The role of social media platforms

Social media platforms have been steadfastly resistant to taking direct responsibility for the content hosted on their platforms, arguing that they are not publishers.

Jessica Walsh

But Jessica Walsh (pictured above), managing director of health and wellbeing at Hill+Knowlton Strategies in London, sees signs that social platforms are taking some ownership of their role in the spread of misinformation – and not a moment too soon.

She says Instagram has committed to removing vaccine misinformation, while it and Facebook have both pledged to remove both ads and user content that spread misinformation.

YouTube and TikTok have made similar moves, while Twitter has committed to removing the most harmful posts and labelling others as misleading.

Walsh says: “The vitality of our populations, loved ones and economies rely on uptake of vaccination. It is a watershed moment and a matter of life and death.

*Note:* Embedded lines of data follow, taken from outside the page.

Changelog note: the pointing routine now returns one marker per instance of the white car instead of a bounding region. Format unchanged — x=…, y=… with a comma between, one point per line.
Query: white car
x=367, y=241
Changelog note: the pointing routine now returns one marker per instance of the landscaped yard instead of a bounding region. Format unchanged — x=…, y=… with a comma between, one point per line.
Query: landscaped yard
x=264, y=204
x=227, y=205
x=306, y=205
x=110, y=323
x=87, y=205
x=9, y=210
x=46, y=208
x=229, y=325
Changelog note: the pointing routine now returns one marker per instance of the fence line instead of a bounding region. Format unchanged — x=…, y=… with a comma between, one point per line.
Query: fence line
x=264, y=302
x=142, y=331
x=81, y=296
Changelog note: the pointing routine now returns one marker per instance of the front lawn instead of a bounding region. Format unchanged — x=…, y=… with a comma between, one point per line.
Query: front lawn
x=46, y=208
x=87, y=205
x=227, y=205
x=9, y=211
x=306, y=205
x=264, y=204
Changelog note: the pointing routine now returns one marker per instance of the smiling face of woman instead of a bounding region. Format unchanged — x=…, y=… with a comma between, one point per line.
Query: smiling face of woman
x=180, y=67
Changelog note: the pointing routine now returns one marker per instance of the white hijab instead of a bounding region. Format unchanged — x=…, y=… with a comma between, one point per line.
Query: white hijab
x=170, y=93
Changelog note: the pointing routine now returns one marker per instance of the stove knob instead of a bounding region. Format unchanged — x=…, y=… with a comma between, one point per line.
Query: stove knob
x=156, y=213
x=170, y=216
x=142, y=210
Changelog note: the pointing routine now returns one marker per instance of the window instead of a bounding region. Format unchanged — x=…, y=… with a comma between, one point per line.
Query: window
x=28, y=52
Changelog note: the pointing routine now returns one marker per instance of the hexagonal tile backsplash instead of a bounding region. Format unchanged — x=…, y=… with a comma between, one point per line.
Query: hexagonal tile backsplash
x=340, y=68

For these reasons, I think platforms have a responsibility to remove misinformation about something this vital to public health, and I hope we see even greater moves by the platforms to proactively support successful vaccination rollout around the world.”

Will brands help or hinder take-up?

In the concerted effort to drive up vaccination rates and achieve herd immunity, is there a role for brands to play, either here or in countries where vaccine hesitancy is higher?

James Gordon Macintosh

James Gordon-Macintosh (pictured above), co-founder of consumer agency Hope & Glory, points to recent successful brand interventions, such as Brewdog offering its currently closed bars and pubs as vaccination hubs, Uber offering free rides for vulnerable people travelling to a vaccination centre, and easyJet staff being trained to administer the jab.

“In each case there was a real benefit in brand involvement and each is a strong example of where public and corporate brand interests happened to intersect,” he says.

However, brands would be ill-advised to attempt to 'newsjack' the rollout unless they are genuinely offering something useful to the public or the NHS.

Gordon-Macintosh concludes: “I fear it’s only a matter of time before a brand makes a crass attempt to insert itself uncomfortably into the agenda and is rightly pilloried for doing so. It’s up to those of us in PR teams, in-house and agency, to make sure it isn’t one for which we are responsible.”